The report also looked at livestock prices. Good says increases in pork production and exports are expected next year and predicts an average of $50 for hogs in 2015, dropping to $48 next year. Good says beef production and exports are also expected to increase. Fed cattle prices in 2015 are projected at $149 and $135 in 2016.

Red meat prices to keep dropping

Red meat prices are expected to drop, according to an article in MarketWatch.

Quite a few individual cuts of meat have already dropped in price—including ground beef—and should decline even more in the next few months.

The price of pork dropped 3.25 percent to 4.25 percent from high prices last year, compared with historically rising 2.8 percent.

According to MarketWatch, the price of beef rose 6.75 percent in 2015, compared with a historical average rise of 4.1 percent.

Prices remained high because of severe droughts that began in Texas and Oklahoma in 2011 and caused ranchers to sell out, lowering cattle inventories.

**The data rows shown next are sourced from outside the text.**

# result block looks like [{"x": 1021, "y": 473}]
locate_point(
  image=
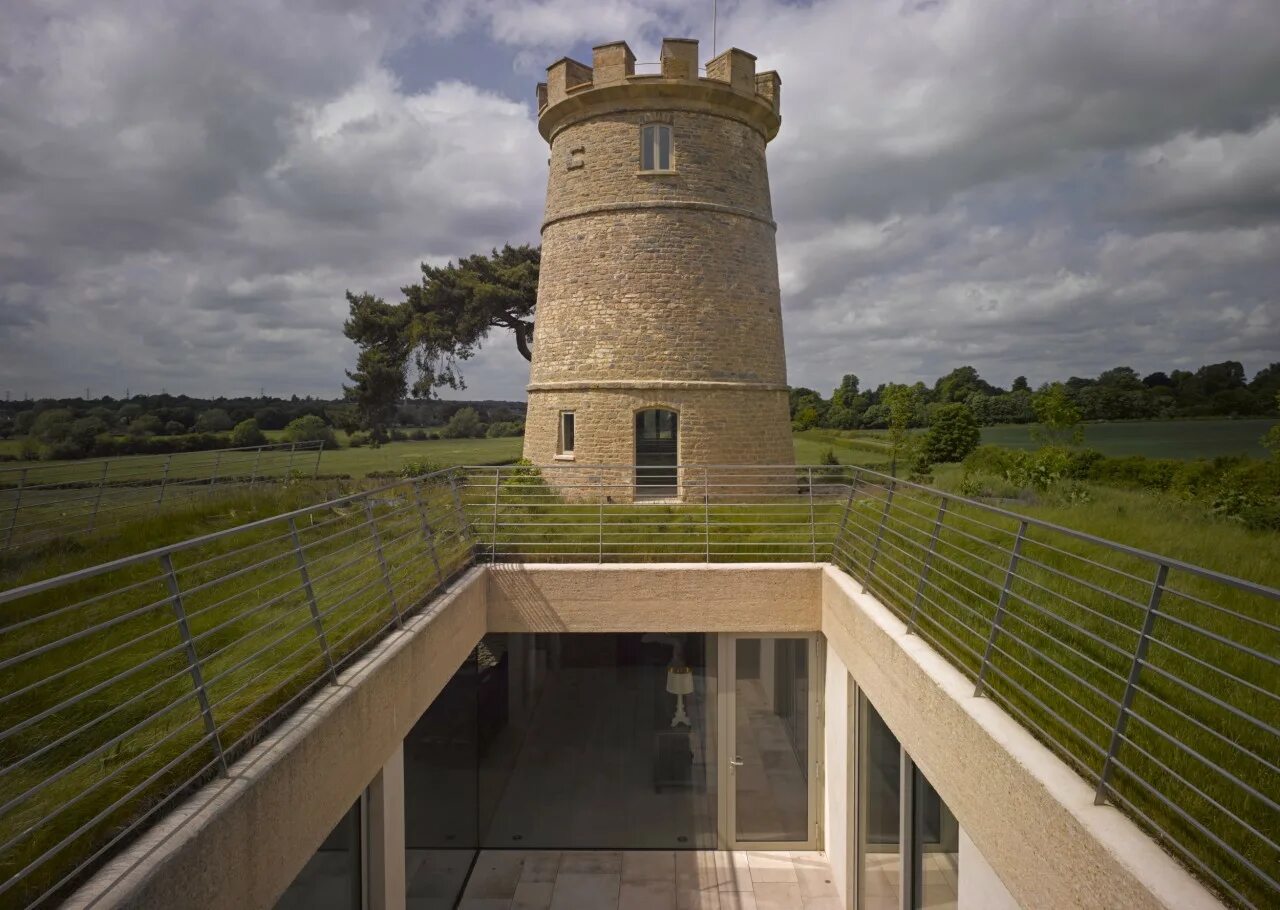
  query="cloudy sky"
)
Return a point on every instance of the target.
[{"x": 1041, "y": 187}]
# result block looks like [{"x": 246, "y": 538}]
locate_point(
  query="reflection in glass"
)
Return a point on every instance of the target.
[
  {"x": 772, "y": 739},
  {"x": 332, "y": 877},
  {"x": 598, "y": 741},
  {"x": 936, "y": 849},
  {"x": 880, "y": 790},
  {"x": 440, "y": 780}
]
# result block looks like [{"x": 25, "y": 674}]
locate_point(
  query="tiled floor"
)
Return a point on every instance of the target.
[{"x": 649, "y": 879}]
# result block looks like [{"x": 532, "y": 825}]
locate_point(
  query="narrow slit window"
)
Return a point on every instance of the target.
[
  {"x": 656, "y": 147},
  {"x": 566, "y": 433}
]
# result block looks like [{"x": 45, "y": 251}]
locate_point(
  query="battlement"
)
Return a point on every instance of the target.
[{"x": 613, "y": 67}]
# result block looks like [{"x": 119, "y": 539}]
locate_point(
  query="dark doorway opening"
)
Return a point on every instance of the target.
[{"x": 657, "y": 435}]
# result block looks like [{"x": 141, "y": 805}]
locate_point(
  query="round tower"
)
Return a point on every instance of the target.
[{"x": 658, "y": 333}]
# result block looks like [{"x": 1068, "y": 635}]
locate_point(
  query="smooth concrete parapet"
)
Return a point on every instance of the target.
[
  {"x": 656, "y": 598},
  {"x": 242, "y": 840},
  {"x": 1029, "y": 814}
]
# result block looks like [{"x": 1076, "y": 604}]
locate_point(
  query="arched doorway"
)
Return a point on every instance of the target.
[{"x": 657, "y": 435}]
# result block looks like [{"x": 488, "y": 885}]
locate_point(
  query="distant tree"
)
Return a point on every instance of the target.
[
  {"x": 465, "y": 424},
  {"x": 146, "y": 425},
  {"x": 214, "y": 420},
  {"x": 1057, "y": 415},
  {"x": 247, "y": 433},
  {"x": 903, "y": 403},
  {"x": 952, "y": 434},
  {"x": 310, "y": 429}
]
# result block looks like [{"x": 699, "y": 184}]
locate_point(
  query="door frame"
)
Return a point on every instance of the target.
[{"x": 726, "y": 713}]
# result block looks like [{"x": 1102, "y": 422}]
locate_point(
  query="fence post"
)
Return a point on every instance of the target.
[
  {"x": 101, "y": 488},
  {"x": 382, "y": 559},
  {"x": 1000, "y": 606},
  {"x": 300, "y": 557},
  {"x": 1139, "y": 654},
  {"x": 928, "y": 562},
  {"x": 707, "y": 511},
  {"x": 464, "y": 525},
  {"x": 880, "y": 533},
  {"x": 428, "y": 534},
  {"x": 164, "y": 479},
  {"x": 17, "y": 503},
  {"x": 192, "y": 659}
]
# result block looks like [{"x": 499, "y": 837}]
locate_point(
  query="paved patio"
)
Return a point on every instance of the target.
[{"x": 649, "y": 879}]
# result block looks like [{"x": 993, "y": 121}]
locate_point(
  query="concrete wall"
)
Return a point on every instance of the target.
[
  {"x": 981, "y": 887},
  {"x": 1028, "y": 813},
  {"x": 841, "y": 792},
  {"x": 656, "y": 598},
  {"x": 241, "y": 841}
]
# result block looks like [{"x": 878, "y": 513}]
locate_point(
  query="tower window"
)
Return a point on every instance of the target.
[
  {"x": 566, "y": 440},
  {"x": 656, "y": 146}
]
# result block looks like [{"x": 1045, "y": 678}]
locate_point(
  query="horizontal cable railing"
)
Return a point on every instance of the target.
[
  {"x": 51, "y": 499},
  {"x": 128, "y": 684},
  {"x": 1159, "y": 681}
]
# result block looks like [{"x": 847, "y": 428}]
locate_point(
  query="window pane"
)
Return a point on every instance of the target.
[
  {"x": 332, "y": 877},
  {"x": 567, "y": 431},
  {"x": 880, "y": 783},
  {"x": 937, "y": 850}
]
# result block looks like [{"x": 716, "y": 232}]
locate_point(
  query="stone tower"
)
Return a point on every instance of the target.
[{"x": 658, "y": 335}]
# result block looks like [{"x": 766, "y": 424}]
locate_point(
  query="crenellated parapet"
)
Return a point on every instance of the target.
[{"x": 730, "y": 85}]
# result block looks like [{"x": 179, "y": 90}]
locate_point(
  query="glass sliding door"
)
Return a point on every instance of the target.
[
  {"x": 880, "y": 799},
  {"x": 769, "y": 719},
  {"x": 936, "y": 849}
]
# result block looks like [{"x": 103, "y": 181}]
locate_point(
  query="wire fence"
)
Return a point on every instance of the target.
[
  {"x": 126, "y": 685},
  {"x": 51, "y": 499}
]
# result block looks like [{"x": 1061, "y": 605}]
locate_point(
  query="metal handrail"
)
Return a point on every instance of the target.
[
  {"x": 155, "y": 671},
  {"x": 53, "y": 499}
]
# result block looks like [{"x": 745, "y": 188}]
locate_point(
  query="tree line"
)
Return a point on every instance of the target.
[{"x": 1119, "y": 393}]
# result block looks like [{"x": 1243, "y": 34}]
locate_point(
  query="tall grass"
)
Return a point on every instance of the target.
[{"x": 103, "y": 723}]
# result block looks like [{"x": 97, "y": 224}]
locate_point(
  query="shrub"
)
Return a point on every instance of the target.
[
  {"x": 952, "y": 435},
  {"x": 310, "y": 429},
  {"x": 247, "y": 433}
]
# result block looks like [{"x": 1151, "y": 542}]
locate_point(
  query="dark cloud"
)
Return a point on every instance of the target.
[{"x": 188, "y": 188}]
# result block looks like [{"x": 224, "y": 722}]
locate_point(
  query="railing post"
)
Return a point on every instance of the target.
[
  {"x": 192, "y": 658},
  {"x": 928, "y": 563},
  {"x": 813, "y": 522},
  {"x": 844, "y": 517},
  {"x": 497, "y": 489},
  {"x": 1130, "y": 686},
  {"x": 300, "y": 557},
  {"x": 1000, "y": 607},
  {"x": 218, "y": 462},
  {"x": 382, "y": 559},
  {"x": 428, "y": 535},
  {"x": 17, "y": 503},
  {"x": 464, "y": 522},
  {"x": 880, "y": 533},
  {"x": 164, "y": 479},
  {"x": 707, "y": 512},
  {"x": 101, "y": 488}
]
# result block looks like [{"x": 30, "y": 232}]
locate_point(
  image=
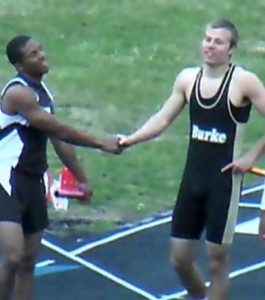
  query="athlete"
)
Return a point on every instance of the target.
[
  {"x": 219, "y": 96},
  {"x": 26, "y": 122}
]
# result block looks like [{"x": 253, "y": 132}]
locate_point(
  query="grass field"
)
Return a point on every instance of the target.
[{"x": 113, "y": 64}]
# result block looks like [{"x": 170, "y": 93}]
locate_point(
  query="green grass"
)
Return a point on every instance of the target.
[{"x": 113, "y": 64}]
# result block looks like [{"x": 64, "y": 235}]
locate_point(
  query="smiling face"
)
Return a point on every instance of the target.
[
  {"x": 34, "y": 61},
  {"x": 217, "y": 46}
]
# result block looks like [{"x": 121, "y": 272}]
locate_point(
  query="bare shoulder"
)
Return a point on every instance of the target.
[
  {"x": 187, "y": 76},
  {"x": 245, "y": 77},
  {"x": 19, "y": 93}
]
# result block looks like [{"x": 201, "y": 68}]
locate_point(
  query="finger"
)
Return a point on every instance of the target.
[
  {"x": 227, "y": 167},
  {"x": 122, "y": 142}
]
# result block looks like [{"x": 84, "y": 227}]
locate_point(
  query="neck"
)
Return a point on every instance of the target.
[
  {"x": 34, "y": 79},
  {"x": 215, "y": 71}
]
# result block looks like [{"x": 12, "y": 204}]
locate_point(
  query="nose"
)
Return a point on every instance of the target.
[{"x": 42, "y": 55}]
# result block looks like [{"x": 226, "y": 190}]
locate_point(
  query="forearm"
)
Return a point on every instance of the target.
[
  {"x": 257, "y": 150},
  {"x": 151, "y": 129},
  {"x": 69, "y": 158},
  {"x": 74, "y": 137}
]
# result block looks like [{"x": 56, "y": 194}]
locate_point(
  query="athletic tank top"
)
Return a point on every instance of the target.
[
  {"x": 23, "y": 147},
  {"x": 216, "y": 128}
]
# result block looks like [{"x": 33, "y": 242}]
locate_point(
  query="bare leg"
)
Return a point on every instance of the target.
[
  {"x": 218, "y": 256},
  {"x": 25, "y": 273},
  {"x": 12, "y": 241},
  {"x": 182, "y": 254}
]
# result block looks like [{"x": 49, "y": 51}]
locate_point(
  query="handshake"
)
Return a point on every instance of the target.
[{"x": 115, "y": 144}]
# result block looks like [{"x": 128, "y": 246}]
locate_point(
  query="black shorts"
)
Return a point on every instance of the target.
[
  {"x": 24, "y": 202},
  {"x": 210, "y": 205}
]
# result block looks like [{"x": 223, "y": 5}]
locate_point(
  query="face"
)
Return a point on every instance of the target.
[
  {"x": 34, "y": 60},
  {"x": 216, "y": 46}
]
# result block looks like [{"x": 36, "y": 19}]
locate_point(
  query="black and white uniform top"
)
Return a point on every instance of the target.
[
  {"x": 23, "y": 147},
  {"x": 215, "y": 139}
]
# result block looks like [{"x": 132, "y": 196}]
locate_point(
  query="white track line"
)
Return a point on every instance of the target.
[
  {"x": 45, "y": 263},
  {"x": 151, "y": 224},
  {"x": 98, "y": 270},
  {"x": 120, "y": 235},
  {"x": 232, "y": 275}
]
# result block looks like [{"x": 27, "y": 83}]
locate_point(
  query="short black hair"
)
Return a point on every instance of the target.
[
  {"x": 228, "y": 25},
  {"x": 14, "y": 46}
]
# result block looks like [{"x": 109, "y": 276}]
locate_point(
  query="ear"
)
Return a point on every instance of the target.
[{"x": 19, "y": 67}]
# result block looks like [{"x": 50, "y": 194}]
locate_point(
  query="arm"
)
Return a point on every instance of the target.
[
  {"x": 252, "y": 89},
  {"x": 162, "y": 119},
  {"x": 68, "y": 157},
  {"x": 22, "y": 100}
]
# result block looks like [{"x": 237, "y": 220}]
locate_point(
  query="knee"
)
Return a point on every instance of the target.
[
  {"x": 181, "y": 262},
  {"x": 218, "y": 264},
  {"x": 28, "y": 263},
  {"x": 12, "y": 261}
]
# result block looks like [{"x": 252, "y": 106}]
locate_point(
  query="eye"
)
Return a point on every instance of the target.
[{"x": 219, "y": 42}]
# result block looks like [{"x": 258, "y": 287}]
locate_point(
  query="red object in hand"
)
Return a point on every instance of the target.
[{"x": 69, "y": 186}]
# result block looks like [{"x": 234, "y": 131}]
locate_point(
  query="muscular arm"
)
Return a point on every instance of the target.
[
  {"x": 68, "y": 157},
  {"x": 22, "y": 100},
  {"x": 254, "y": 90},
  {"x": 162, "y": 119}
]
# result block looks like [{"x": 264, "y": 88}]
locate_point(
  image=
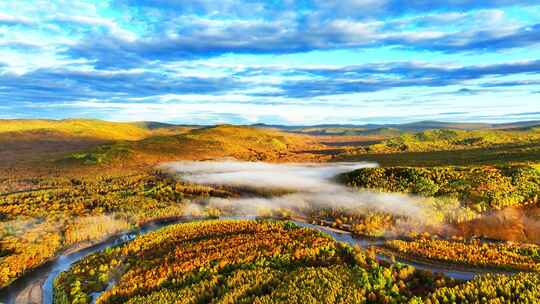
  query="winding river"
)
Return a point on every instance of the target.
[{"x": 37, "y": 285}]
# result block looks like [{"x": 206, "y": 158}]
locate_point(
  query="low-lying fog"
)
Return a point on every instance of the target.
[{"x": 310, "y": 186}]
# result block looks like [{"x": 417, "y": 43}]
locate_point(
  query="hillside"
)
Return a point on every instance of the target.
[
  {"x": 222, "y": 141},
  {"x": 445, "y": 139},
  {"x": 96, "y": 129},
  {"x": 26, "y": 140}
]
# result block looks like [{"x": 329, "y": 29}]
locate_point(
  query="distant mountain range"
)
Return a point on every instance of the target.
[{"x": 414, "y": 126}]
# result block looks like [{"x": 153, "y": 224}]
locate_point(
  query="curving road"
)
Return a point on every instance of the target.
[{"x": 37, "y": 285}]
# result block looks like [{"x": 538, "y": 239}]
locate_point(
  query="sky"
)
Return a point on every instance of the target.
[{"x": 287, "y": 62}]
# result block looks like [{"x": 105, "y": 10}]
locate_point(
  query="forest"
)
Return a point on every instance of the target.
[{"x": 480, "y": 217}]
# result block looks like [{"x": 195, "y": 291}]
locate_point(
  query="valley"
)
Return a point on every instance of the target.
[{"x": 402, "y": 218}]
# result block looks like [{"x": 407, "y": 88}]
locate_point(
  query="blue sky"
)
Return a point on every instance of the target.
[{"x": 281, "y": 62}]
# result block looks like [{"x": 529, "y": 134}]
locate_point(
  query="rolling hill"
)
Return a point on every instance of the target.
[{"x": 222, "y": 141}]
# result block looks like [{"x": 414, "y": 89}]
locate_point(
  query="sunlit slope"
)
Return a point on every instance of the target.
[
  {"x": 453, "y": 147},
  {"x": 95, "y": 129},
  {"x": 239, "y": 142}
]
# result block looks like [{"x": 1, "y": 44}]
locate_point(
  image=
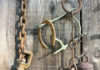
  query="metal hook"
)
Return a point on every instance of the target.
[
  {"x": 74, "y": 12},
  {"x": 53, "y": 33}
]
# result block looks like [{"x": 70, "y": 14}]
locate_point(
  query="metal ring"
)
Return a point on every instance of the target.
[
  {"x": 53, "y": 33},
  {"x": 74, "y": 12}
]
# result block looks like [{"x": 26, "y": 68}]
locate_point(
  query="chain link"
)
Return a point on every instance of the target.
[{"x": 22, "y": 34}]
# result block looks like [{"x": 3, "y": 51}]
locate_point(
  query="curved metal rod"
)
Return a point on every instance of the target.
[
  {"x": 74, "y": 12},
  {"x": 53, "y": 33},
  {"x": 63, "y": 47},
  {"x": 49, "y": 22}
]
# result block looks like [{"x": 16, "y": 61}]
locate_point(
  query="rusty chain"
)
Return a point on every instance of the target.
[
  {"x": 23, "y": 62},
  {"x": 22, "y": 35}
]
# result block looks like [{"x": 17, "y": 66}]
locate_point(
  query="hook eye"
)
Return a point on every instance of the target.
[
  {"x": 74, "y": 12},
  {"x": 49, "y": 23}
]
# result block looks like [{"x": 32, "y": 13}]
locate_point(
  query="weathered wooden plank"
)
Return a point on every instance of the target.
[
  {"x": 7, "y": 34},
  {"x": 91, "y": 26},
  {"x": 38, "y": 10}
]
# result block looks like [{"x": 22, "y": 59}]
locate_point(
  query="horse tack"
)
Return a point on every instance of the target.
[
  {"x": 53, "y": 33},
  {"x": 49, "y": 22},
  {"x": 74, "y": 12}
]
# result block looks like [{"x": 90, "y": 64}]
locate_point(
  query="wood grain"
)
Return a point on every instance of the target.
[{"x": 91, "y": 26}]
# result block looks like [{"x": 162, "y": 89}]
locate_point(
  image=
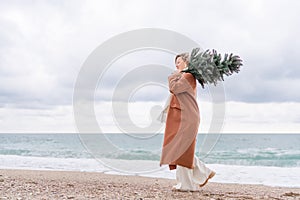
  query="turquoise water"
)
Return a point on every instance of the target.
[{"x": 280, "y": 150}]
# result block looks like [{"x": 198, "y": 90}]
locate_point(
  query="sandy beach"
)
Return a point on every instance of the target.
[{"x": 33, "y": 184}]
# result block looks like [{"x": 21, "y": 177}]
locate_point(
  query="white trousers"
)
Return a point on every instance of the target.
[{"x": 191, "y": 179}]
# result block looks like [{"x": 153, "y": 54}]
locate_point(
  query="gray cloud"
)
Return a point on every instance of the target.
[{"x": 44, "y": 44}]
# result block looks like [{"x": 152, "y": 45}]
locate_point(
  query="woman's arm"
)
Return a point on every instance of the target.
[{"x": 180, "y": 82}]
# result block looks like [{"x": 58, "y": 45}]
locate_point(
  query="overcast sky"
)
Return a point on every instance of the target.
[{"x": 43, "y": 45}]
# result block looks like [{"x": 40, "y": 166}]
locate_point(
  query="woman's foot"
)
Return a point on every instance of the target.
[{"x": 212, "y": 174}]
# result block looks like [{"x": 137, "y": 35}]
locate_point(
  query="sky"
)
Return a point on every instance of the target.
[{"x": 44, "y": 44}]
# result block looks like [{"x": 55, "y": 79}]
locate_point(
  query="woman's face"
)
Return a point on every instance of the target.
[{"x": 180, "y": 64}]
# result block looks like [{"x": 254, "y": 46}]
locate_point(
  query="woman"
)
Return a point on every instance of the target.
[{"x": 181, "y": 130}]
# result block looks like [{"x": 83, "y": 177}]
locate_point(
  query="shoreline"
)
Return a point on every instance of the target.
[{"x": 44, "y": 184}]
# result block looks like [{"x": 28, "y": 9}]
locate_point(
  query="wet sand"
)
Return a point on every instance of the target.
[{"x": 33, "y": 184}]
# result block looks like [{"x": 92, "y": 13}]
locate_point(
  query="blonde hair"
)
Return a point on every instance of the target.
[{"x": 185, "y": 57}]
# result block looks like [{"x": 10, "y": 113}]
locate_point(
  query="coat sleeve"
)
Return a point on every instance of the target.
[{"x": 179, "y": 82}]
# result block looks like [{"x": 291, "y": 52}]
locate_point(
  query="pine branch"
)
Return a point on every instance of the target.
[{"x": 208, "y": 67}]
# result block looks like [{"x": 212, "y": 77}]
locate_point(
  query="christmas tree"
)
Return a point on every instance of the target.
[{"x": 208, "y": 66}]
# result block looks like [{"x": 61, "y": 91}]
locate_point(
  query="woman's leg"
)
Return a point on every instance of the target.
[{"x": 192, "y": 179}]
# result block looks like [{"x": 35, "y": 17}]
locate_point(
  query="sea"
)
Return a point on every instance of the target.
[{"x": 268, "y": 159}]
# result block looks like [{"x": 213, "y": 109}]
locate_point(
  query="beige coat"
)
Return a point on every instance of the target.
[{"x": 182, "y": 122}]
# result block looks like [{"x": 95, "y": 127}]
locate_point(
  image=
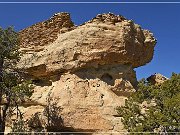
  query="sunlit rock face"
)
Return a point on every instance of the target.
[{"x": 86, "y": 69}]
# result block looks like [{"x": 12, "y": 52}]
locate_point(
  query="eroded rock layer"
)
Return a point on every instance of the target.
[{"x": 87, "y": 70}]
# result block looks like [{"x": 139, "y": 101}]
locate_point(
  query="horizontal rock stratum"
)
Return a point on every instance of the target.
[
  {"x": 86, "y": 69},
  {"x": 56, "y": 45}
]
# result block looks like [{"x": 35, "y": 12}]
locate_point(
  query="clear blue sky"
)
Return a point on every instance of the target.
[{"x": 162, "y": 19}]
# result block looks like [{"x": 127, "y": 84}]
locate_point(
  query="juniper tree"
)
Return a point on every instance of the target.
[
  {"x": 161, "y": 112},
  {"x": 13, "y": 87}
]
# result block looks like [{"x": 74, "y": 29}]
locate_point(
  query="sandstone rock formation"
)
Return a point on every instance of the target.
[
  {"x": 86, "y": 69},
  {"x": 157, "y": 79}
]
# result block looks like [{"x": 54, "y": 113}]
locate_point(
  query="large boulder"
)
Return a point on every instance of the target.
[{"x": 86, "y": 69}]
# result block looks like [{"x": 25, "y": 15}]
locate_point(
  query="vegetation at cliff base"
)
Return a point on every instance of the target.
[
  {"x": 14, "y": 89},
  {"x": 153, "y": 108}
]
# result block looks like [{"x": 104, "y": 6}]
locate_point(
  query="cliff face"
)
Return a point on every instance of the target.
[{"x": 86, "y": 69}]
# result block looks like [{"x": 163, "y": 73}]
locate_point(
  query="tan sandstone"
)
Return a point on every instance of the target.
[{"x": 86, "y": 69}]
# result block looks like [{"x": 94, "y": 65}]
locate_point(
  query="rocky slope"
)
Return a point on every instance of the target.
[{"x": 86, "y": 69}]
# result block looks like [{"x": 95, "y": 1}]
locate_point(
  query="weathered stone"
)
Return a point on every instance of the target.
[
  {"x": 87, "y": 70},
  {"x": 157, "y": 79}
]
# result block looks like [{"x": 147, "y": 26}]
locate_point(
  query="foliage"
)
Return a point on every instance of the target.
[
  {"x": 19, "y": 127},
  {"x": 153, "y": 108},
  {"x": 14, "y": 89}
]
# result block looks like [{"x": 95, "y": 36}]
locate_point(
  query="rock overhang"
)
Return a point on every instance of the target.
[{"x": 107, "y": 39}]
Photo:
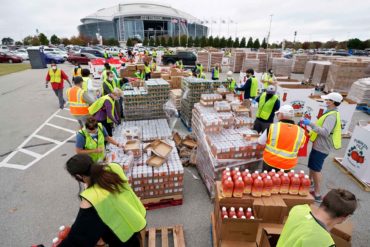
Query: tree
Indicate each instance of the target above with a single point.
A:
(190, 41)
(7, 41)
(355, 44)
(264, 44)
(203, 41)
(256, 44)
(183, 40)
(146, 41)
(229, 42)
(163, 41)
(43, 39)
(216, 42)
(157, 41)
(54, 40)
(170, 42)
(236, 43)
(151, 42)
(210, 41)
(176, 42)
(223, 42)
(196, 42)
(242, 43)
(250, 43)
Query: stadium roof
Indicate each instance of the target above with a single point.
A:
(138, 9)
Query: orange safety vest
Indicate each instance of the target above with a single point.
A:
(77, 104)
(282, 145)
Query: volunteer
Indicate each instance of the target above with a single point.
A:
(268, 103)
(147, 70)
(56, 77)
(306, 227)
(109, 84)
(283, 140)
(326, 136)
(109, 209)
(179, 64)
(105, 112)
(250, 87)
(268, 78)
(79, 101)
(216, 72)
(91, 140)
(76, 71)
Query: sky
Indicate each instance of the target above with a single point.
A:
(314, 20)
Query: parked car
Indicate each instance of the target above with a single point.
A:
(81, 58)
(92, 51)
(53, 58)
(188, 58)
(7, 57)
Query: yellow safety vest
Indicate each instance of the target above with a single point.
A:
(97, 105)
(55, 77)
(122, 212)
(337, 131)
(265, 108)
(91, 144)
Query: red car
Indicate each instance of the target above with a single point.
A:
(6, 57)
(80, 58)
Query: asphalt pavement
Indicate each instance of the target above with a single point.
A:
(36, 200)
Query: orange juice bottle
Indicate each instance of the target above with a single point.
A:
(276, 183)
(267, 186)
(304, 189)
(238, 188)
(295, 183)
(257, 187)
(248, 182)
(228, 187)
(285, 183)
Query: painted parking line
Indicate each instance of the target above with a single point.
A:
(36, 156)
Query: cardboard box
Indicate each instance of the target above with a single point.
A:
(270, 236)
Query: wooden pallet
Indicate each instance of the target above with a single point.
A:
(167, 236)
(338, 163)
(162, 202)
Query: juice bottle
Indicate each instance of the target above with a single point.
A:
(257, 187)
(285, 183)
(255, 175)
(248, 213)
(267, 186)
(248, 182)
(227, 188)
(276, 183)
(245, 173)
(295, 183)
(238, 188)
(240, 212)
(272, 173)
(63, 232)
(224, 212)
(236, 176)
(234, 171)
(264, 174)
(304, 189)
(291, 174)
(281, 172)
(232, 212)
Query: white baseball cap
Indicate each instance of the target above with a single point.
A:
(287, 110)
(336, 97)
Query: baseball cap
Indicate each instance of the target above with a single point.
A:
(286, 110)
(271, 89)
(336, 97)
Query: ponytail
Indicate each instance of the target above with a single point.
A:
(105, 178)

Although herd expansion is underway, it takes 16 to 18 months before the beef is ready for consumption.

Egg prices are also expected to drop this year.

Notable Quotables

“Eliminating trade-distorting export subsidies and achieving disciplines on the use of export credits will lower agricultural trade barriers and strengthen U.S. agriculture’s ability to pursue market opportunities in international trade. The measures adopted on food aid also will support U.S. programs that continue to provide food assistance around the world.”

—Statement by Bob Stallman, former president of the American Farm Bureau Federation, regarding the 10th World Trade Organization’s Ministerial Conference.